The metallic tang of the air in the freighter’s hold, a mixture of ozone and unrefined ore, suddenly tasted like a prelude to gunpowder. Kaelen’s finger, which had been tracing the line to the distant Maw on his data-slate, froze. The smile. It wasn’t a friendly gesture, or even a sneer of victory, but a professional acknowledgement, the kind of cold, quiet courtesy exchanged between two hunters who have just recognized each other’s scent. The Ghost in Cargo Bay Gamma hadn’t turned because they saw the camera; they turned because Kaelen had looked at them, a transfer of attention that, at this level of clandestine warfare, was as loud as a shouted challenge. He didn’t move. A forty-year career built on the absolute control of a battlefield had taught him that the first move of panic is the last move of a fool. He lowered his hand slowly, letting his internal channel lapse back into silence. The security feed was gone, replaced by the ship’s generic static background, but the image of that smile—dark eyes, a curve of the lips devoid of warmth, a perfect mask of lethal intent—was burned into his temporal lobe.

He was in a cage, a cargo bay on a low-grade freighter masquerading as an honest vessel, and the trap had sprung before the journey had even begun. Three weeks to The Maw, and he had already been compromised. The assumption that he was the hunter, traveling toward the prey, was a foolish vanity the peace had instilled in him. He was the bait, or perhaps the package, being delivered to his own doom. The Ghost was a delivery agent, an escort, a minder. The military implant on the soldier’s earlobe was all the confirmation he needed—a comms unit that could interface with the old Dominion deep-net, capable of sending a ping across half a dozen sectors without touching a Coalition satellite. The Obsidian Guard wasn’t just stirring; they were organized, they were anticipating his movements, and they were already steps ahead.

Kaelen pressed his back against the cold bulkhead, feeling the distant thrum of the ship’s main reactor vibrating through the metal. He closed his eyes, his mind working through permutations. What is their objective? If they wanted him dead, they could have sent an assassin to his isolated habitat. If they wanted him captured, they would have used a Coalition extraction team. No, this felt different. It was theatrical, a piece of dark performance art staged specifically for General Kaelen Varrick. They wanted him on this ship, on this route, perhaps as a witness, perhaps as a participant.

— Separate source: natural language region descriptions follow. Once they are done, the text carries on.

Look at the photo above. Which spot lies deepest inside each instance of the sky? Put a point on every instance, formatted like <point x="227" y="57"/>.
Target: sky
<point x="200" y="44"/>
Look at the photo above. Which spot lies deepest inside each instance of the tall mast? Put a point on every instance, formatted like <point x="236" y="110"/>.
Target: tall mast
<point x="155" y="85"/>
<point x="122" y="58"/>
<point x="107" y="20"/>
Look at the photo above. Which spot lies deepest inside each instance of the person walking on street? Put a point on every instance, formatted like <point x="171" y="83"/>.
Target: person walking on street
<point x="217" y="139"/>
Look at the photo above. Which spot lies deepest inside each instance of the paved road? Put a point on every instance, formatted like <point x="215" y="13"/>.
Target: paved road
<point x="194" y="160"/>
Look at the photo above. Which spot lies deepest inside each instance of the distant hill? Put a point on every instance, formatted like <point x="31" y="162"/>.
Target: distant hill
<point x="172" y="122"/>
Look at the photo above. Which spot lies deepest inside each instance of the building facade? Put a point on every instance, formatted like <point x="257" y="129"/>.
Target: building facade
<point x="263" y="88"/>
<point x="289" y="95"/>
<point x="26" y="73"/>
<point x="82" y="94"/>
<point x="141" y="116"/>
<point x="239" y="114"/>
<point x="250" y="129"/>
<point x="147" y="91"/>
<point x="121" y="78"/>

He was a variable in their equation for chaos, and they had just factored him in. The realization was less terrifying and more… galvanizing. The hollow sculpture had been given a new core.

He reached for the antique energy pistol holstered at his hip. The movement was slow, deliberate, the leather squeaking faintly under his touch. The weapon was a relic, but reliable, its energy cell fully charged. He did not draw it. The Ghost had smiled, which meant they were not immediately hostile. It implied a holding pattern, a mutual understanding: I know you are Kaelen Varrick, and you know I am a Ghost, and we are both on this ship for the next three weeks. Drawing a weapon now would force a confrontation he couldn’t afford to lose, not yet. The mission wasn’t to fight a soldier in a cargo hold; it was to secure Project Chimera at The Maw.